Al igual que la crítica propia, nada más la puede hacer quien revisa sus pasos y dichos. Enunciar que desde la distancia que da el saber, supuestamente infalible, se va a dictar lo necesario para que sean profesionales los y las docentes mexicanas es una honda contradicción en sus términos: la primera condición para que un grupo de expertos sea profesional, consiste en que de verdad participen, como actores principales, en la regulación de su carrera específica, propongan las modalidades más adecuadas para ingresar, evaluar, promoverse, desarrollar su trayecto y, en su caso, salir del servicio que prestan. ¿Por qué han de tener la voz? Porque son los que saben, de primera mano, lo que hay que hacer, lo que cuesta y lo que estorba, para conseguir un bien público vital: el aprendizaje de los alumnos a los que atienden.
“Hacerlos” profesionales desde arriba o a partir de una inmerecida superioridad intelectual, es, paradójicamente, despojarlos ipso facto de su condición profesional: son incapaces, se supone, de prefigurar y regular procesos exigentes que conduzcan a lo que importa: mejorar el aprendizaje. La profesionalización es un medio, no un fin.
El objetivo es asegurar a cada niña o niño el derecho a contar con estructuras sólidas para comprender lo que lee y expresarlo con claridad. Contar con elementos lógicos en sus argumentos y conocer, para hacer posible su ejercicio cotidiano, las relaciones en que descansan tanto cálculos matemáticos como secuencias coherentes en el pensamiento ordenado y crítico, en un ambiente de respeto, digno en su infraestructura, con oportunidades culturales interesantes; espacio para jugar y meter, ya no de contrabando, al cuerpo a las aulas (no son sólo cerebro) y a una sana concepción del conocer que valga la pena… Aprender a ejercer, con lo que implica de esfuerzo pero con lo que rinde luego, la disciplina que vaya más, mucho más allá, de su disfraz: el silencio aterrado ante el poder.

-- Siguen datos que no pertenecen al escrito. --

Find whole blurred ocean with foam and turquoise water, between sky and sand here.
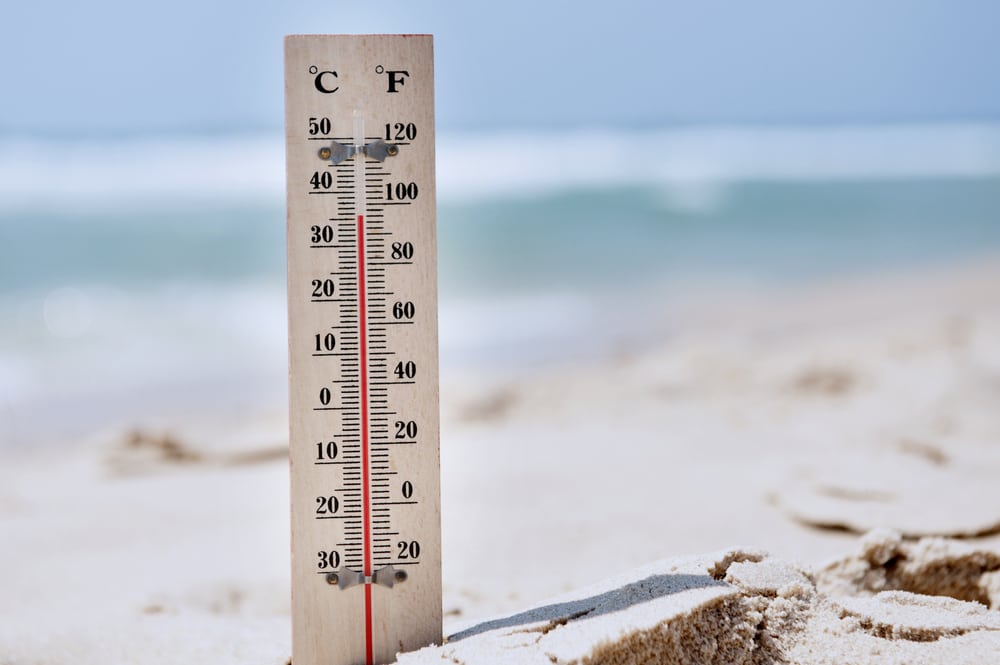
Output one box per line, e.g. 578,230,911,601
0,124,1000,448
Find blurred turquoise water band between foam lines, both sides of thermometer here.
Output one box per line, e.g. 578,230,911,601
0,177,1000,298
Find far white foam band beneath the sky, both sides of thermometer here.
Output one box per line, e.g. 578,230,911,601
0,124,1000,208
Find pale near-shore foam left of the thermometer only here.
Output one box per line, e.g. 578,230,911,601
0,284,287,449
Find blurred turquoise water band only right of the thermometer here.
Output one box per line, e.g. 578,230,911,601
440,177,1000,292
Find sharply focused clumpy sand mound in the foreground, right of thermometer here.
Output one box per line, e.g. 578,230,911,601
398,534,1000,665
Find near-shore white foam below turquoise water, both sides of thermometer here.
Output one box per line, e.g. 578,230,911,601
0,283,599,451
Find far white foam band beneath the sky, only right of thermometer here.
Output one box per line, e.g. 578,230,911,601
438,125,1000,197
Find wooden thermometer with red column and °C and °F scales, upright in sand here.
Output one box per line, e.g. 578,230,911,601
285,35,441,665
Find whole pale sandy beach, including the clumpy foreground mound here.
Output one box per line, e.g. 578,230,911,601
0,261,1000,665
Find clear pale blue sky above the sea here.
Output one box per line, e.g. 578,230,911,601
0,0,1000,137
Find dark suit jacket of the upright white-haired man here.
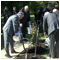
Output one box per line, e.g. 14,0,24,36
20,9,30,27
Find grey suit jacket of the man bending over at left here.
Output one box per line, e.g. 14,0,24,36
3,15,19,36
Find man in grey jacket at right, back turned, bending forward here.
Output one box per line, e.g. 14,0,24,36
43,12,59,58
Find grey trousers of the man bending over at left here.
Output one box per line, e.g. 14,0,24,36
3,31,14,55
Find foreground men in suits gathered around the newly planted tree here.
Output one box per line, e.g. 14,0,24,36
3,6,59,58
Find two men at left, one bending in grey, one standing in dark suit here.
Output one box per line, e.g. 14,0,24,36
3,6,30,57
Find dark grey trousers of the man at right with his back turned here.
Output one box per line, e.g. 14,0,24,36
49,30,59,58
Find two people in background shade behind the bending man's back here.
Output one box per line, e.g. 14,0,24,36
1,6,17,24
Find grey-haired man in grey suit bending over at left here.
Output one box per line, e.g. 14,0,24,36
3,12,24,58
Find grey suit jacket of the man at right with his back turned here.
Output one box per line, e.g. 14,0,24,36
43,13,59,35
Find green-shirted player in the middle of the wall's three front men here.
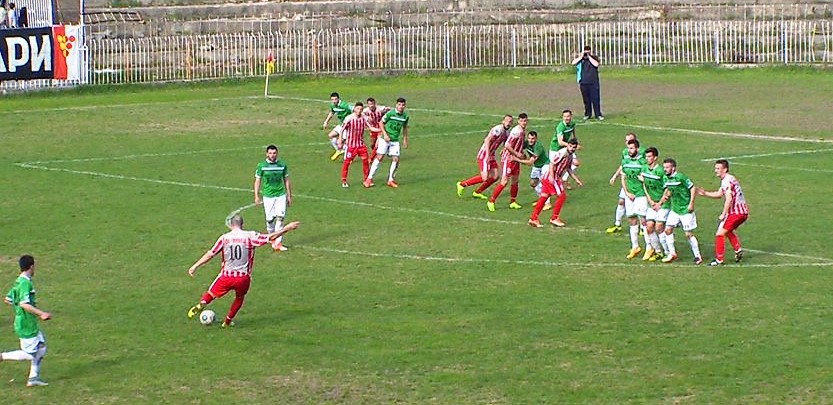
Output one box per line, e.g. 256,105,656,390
639,146,670,262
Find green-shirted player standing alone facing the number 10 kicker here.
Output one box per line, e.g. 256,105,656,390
252,145,292,252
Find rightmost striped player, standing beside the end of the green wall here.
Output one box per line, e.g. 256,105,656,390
697,159,749,266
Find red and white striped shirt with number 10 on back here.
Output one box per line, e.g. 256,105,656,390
209,229,269,277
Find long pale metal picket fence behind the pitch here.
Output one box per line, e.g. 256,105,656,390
88,20,833,84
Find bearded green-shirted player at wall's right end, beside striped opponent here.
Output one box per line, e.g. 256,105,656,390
654,158,703,264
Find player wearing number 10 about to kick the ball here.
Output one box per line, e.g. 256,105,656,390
188,214,298,327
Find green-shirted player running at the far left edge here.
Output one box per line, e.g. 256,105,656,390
0,255,52,387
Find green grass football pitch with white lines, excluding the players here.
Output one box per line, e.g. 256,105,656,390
0,68,833,404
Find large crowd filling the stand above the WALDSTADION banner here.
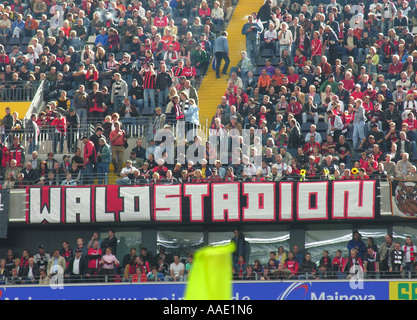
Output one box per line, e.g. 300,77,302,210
0,0,417,188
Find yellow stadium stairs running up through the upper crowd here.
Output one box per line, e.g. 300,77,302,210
198,0,264,119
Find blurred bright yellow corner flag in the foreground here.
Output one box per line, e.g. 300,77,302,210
185,242,236,300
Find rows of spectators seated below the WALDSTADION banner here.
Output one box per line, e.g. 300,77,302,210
0,229,417,285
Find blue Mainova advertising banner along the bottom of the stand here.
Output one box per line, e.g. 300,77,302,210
0,281,389,300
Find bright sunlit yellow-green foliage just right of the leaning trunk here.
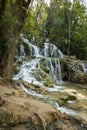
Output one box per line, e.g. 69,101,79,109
23,0,47,43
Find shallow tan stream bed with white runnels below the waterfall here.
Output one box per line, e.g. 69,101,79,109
21,83,87,121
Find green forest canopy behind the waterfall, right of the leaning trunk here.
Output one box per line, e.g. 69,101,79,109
24,0,87,59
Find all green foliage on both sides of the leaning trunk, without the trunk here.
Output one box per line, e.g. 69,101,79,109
0,0,87,64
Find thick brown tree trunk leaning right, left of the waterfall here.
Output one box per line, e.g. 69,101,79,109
2,0,31,80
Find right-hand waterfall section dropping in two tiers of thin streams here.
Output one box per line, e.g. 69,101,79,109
43,43,64,83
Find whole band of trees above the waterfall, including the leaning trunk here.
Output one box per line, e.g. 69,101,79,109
0,0,87,79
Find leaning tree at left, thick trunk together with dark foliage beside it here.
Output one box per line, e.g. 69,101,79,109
0,0,31,79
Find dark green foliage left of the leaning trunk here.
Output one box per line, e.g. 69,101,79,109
0,0,19,60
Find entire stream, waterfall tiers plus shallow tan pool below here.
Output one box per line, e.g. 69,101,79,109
13,35,87,121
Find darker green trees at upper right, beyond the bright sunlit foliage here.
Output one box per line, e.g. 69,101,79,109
46,0,87,58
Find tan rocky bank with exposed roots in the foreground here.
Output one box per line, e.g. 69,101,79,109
0,82,87,130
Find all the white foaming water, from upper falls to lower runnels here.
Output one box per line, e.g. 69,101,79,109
13,35,87,121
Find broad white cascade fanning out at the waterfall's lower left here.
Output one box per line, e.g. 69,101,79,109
13,58,43,86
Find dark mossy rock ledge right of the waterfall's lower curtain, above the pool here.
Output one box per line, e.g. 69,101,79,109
60,57,87,84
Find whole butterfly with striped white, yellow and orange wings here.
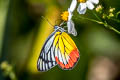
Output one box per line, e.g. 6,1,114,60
37,26,80,72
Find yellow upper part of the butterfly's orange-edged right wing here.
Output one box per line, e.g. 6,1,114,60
53,32,77,55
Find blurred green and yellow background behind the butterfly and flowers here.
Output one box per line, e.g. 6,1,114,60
0,0,120,80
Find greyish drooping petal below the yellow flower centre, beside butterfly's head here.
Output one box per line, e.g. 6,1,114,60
67,20,77,36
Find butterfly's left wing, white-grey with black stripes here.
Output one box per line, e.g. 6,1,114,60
37,32,57,71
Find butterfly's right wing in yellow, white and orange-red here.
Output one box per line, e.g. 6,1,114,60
53,32,80,70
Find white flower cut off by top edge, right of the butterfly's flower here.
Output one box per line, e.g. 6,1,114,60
77,0,99,14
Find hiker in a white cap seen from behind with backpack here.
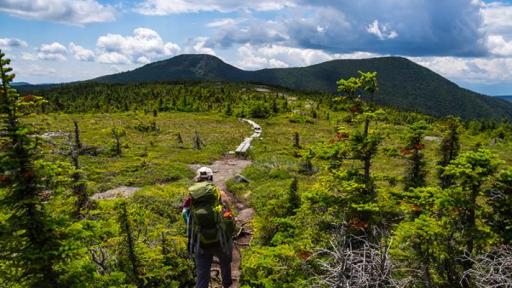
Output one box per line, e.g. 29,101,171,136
182,167,235,288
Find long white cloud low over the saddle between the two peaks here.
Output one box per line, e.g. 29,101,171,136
237,44,377,70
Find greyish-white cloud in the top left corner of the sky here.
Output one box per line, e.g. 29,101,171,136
0,0,115,25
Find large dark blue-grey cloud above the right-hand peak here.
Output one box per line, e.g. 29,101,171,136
211,0,487,57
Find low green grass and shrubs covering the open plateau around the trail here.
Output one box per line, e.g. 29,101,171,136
0,70,512,287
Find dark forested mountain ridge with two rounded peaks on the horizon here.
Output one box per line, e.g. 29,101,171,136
34,54,512,120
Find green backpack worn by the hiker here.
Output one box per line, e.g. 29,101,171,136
189,182,230,253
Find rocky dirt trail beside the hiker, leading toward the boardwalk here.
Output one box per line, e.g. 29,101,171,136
190,121,261,288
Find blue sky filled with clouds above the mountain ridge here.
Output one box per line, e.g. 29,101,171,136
0,0,512,95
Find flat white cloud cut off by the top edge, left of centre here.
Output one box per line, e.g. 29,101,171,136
135,0,293,15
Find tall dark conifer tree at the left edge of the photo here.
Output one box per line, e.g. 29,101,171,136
0,51,61,287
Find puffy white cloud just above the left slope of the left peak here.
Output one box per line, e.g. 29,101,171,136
96,28,181,64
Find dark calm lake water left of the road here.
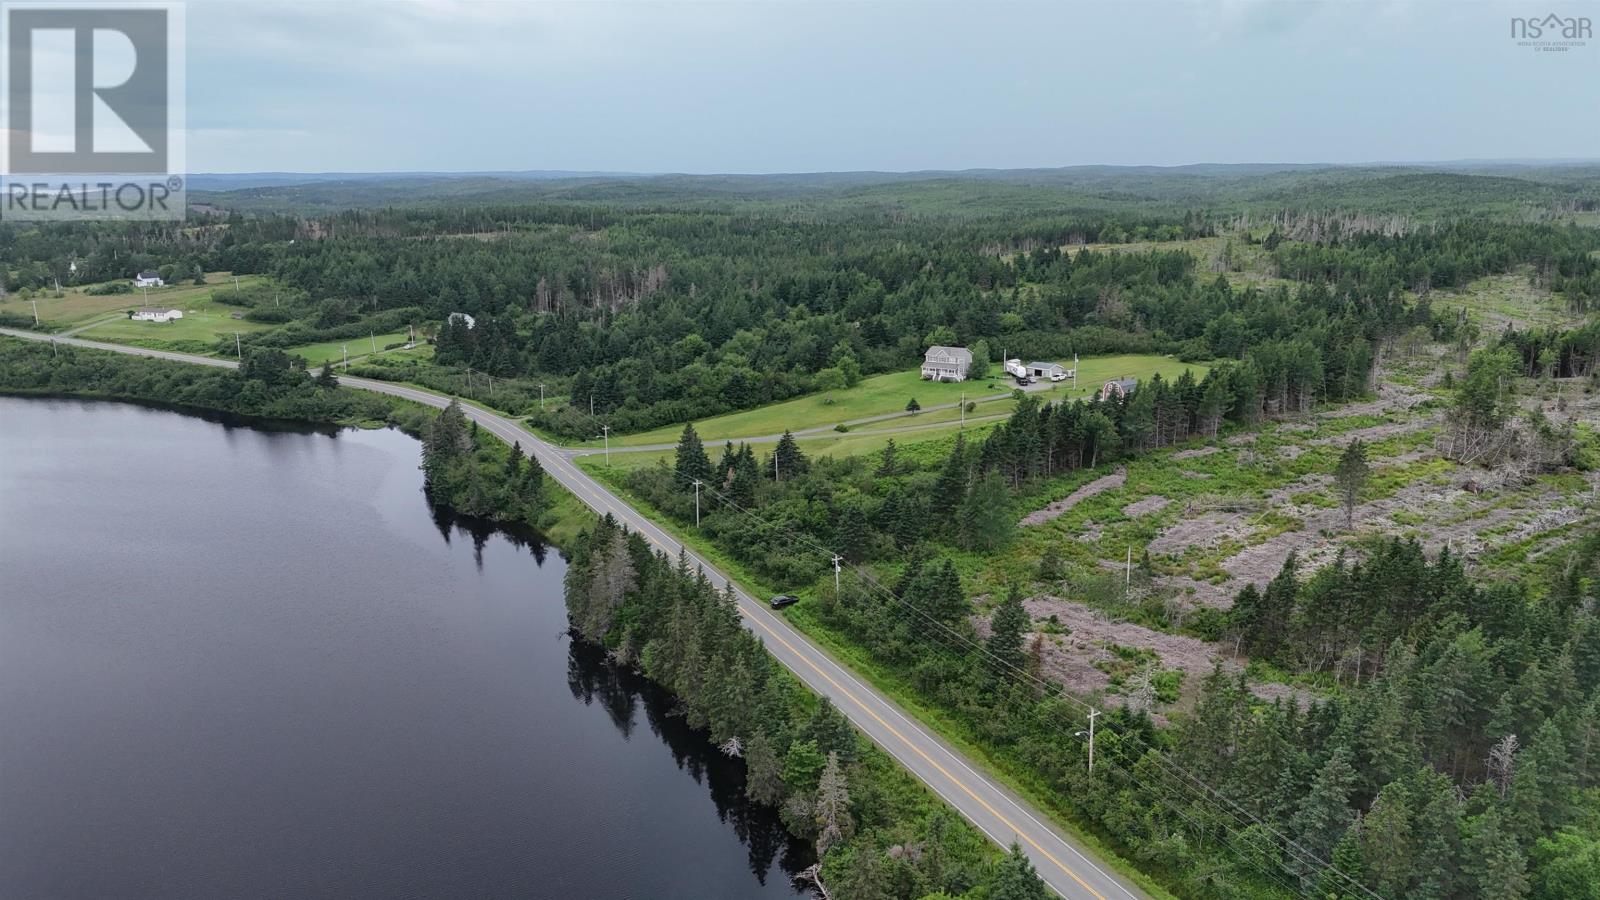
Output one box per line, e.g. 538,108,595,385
0,397,810,900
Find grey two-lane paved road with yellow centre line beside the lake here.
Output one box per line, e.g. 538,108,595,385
0,328,1144,900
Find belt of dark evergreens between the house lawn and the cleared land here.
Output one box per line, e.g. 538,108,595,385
626,350,1368,583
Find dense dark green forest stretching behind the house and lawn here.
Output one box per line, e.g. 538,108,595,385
15,203,1594,437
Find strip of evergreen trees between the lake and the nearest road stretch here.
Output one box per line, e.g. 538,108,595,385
565,516,1050,900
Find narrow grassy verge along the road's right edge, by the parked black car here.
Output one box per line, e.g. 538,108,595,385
569,460,1173,900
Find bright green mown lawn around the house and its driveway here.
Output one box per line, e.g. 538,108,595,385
581,354,1206,447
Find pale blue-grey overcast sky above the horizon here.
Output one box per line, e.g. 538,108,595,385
186,0,1600,173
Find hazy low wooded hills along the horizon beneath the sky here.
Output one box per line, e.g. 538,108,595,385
189,160,1600,218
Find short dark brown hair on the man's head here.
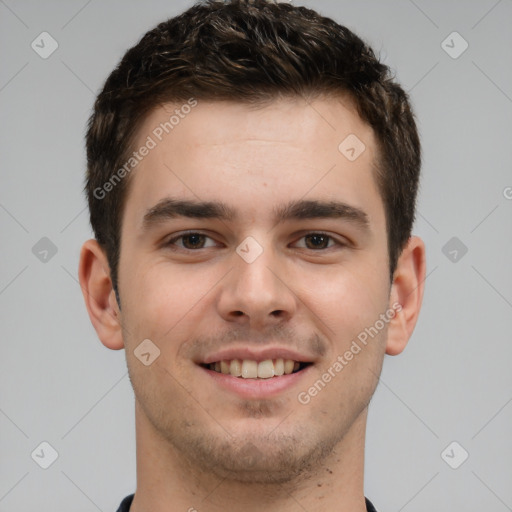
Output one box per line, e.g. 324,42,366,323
85,0,421,300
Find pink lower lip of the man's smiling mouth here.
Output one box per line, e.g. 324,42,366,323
199,365,313,400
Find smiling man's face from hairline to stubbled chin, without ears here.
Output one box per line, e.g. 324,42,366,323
119,98,394,482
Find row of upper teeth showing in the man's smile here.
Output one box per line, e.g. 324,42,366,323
209,359,300,379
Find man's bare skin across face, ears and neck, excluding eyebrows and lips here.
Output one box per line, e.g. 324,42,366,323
79,98,425,512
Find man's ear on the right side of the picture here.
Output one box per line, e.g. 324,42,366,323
386,236,426,356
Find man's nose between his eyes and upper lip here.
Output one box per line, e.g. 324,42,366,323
217,243,298,330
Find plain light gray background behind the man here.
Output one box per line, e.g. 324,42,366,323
0,0,512,512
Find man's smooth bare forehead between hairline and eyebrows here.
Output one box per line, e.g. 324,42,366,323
122,97,382,230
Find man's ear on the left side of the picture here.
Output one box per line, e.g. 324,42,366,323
78,240,124,350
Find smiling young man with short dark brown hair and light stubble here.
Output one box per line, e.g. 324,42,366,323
79,0,425,512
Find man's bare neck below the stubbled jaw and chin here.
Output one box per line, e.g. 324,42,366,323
130,401,367,512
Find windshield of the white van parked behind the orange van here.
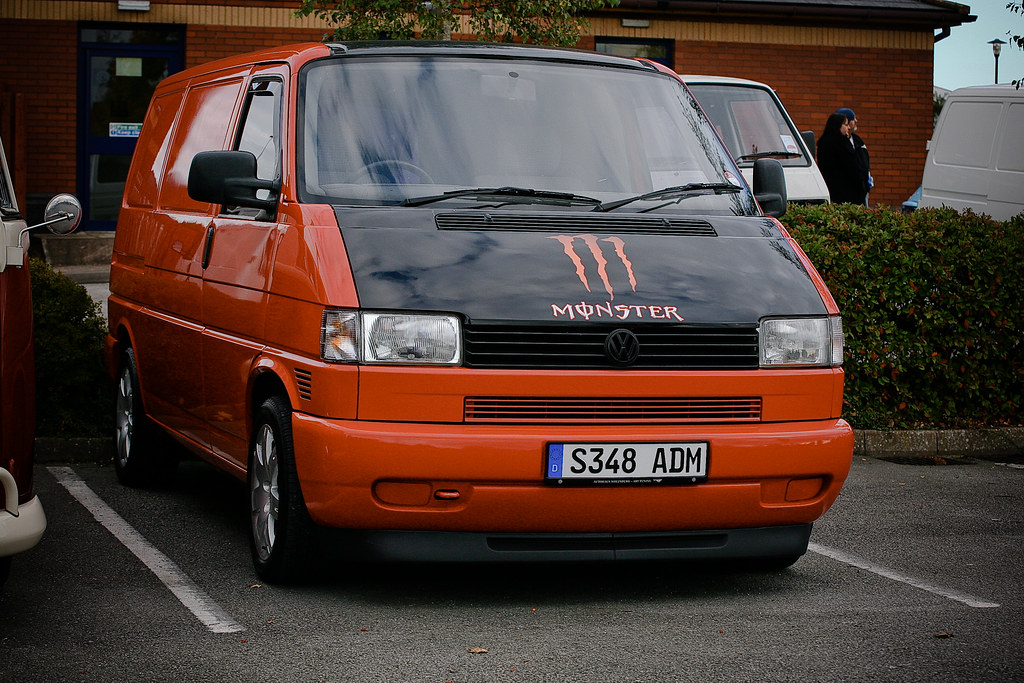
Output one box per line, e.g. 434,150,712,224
687,83,811,167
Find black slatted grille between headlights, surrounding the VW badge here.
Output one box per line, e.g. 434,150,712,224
465,323,758,370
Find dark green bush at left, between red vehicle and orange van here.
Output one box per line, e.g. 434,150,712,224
29,259,114,437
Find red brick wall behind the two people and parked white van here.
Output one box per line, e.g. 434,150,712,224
675,41,933,206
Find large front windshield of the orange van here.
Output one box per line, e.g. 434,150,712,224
298,56,757,214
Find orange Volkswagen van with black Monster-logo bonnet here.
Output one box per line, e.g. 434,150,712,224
108,43,853,581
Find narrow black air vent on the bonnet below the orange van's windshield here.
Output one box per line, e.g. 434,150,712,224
434,212,718,238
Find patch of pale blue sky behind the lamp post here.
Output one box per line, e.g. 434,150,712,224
933,0,1024,90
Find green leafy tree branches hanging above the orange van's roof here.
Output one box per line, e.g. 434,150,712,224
295,0,618,47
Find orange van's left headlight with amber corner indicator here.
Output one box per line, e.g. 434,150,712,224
321,310,462,366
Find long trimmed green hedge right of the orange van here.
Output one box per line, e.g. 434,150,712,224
783,205,1024,429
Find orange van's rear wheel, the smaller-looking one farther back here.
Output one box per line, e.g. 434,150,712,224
114,348,176,486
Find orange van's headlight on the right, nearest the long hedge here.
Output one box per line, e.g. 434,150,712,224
760,315,843,368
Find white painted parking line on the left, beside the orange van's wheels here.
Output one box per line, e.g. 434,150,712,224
46,467,245,633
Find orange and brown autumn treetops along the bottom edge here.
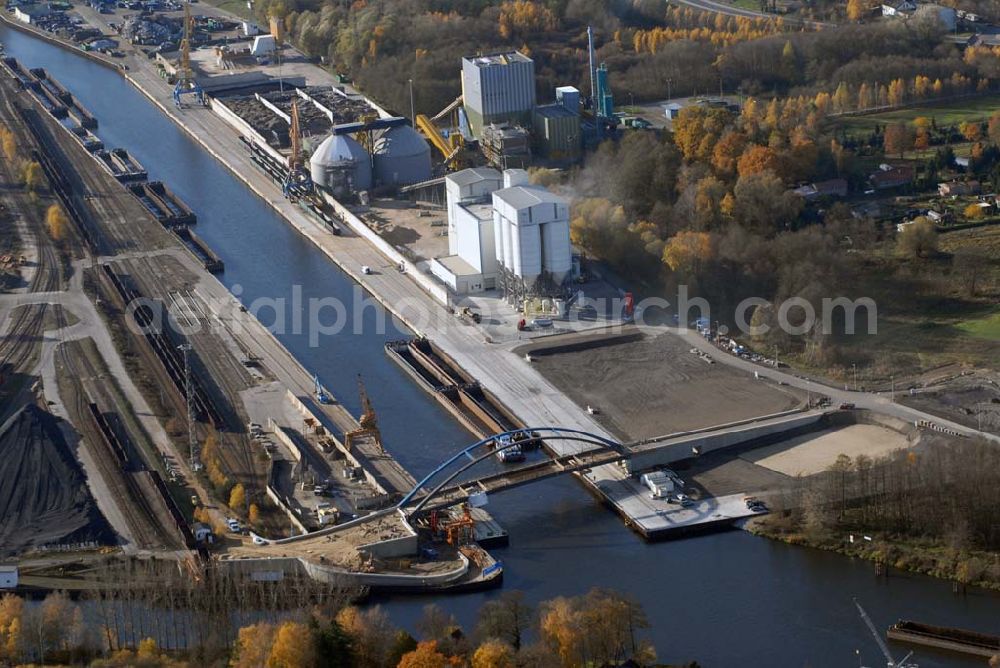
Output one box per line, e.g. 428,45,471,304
0,589,684,668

Al ser una profesión relacionada con el servicio público del que ha de responder el Estado, como derecho exigible, para dar cumplimiento a la Constitución, otras voces han de intervenir en el diseño de los procesos específicos para hacer posible, y fértil, la carrera magisterial, pero nunca, a mi entender, sin ser ellos el asidero, el ancla, pues son los que la pueden llevar a cabo. No son ignorantes: entre ellos están los más inteligentes para generar espacios de aprendizaje. No son todos, pero están los necesarios, y muchos, para escucharlos, respetar su saber, confiar en su juicio y responsabilidad.
El sindicato y la SEP, durante décadas, se han esforzado por destruir ese talento. No han podido del todo: han dañado mucho, pero contamos con reservas de dignidad y decoro abundantes. ¿Ahora resulta que, sin su participación – no la de los corruptos y desobligados que existen en cualquier gremio – les indicaremos cómo ser profesionales? No soy quien para hacer la autocrítica a alguien. Sí cuestiono tal desprecio, y la premura con la que se desplaza a los que deberían dar la palabra principal en el nuevo diseño de los derroteros de una profesión docente, decente y digna, al servicio de la educación relevante en las escuelas del país. Ha faltado una voz: la más importante. Escuchemos.
En síntesis En atención a la tarea encomendada al magisterio, que no es trivial sino que implica contribuir de manera decidida a que los muchachos y muchachas en la escuela consoliden las estructuras cognitivas necesarias para aprender toda la vida, sostengo que son los intelectuales más importantes del país, pues fundan las bases de todo conocimiento posterior, escolar o no. Y por otro lado, sin escuchar su voz, llamarlos profesionales y profesionalizarlos desde la altanería, es un error. La Reforma Educativa, quizá, pueda tener un mejor futuro considerando la importancia de estos dos factores. Hay muchos más, pero el espacio y la capacidad de quien esto escribe tienen la enorme ventaja de ser limitados: eso suscita la crítica, el diálogo y el debate. Bienvenidos sean.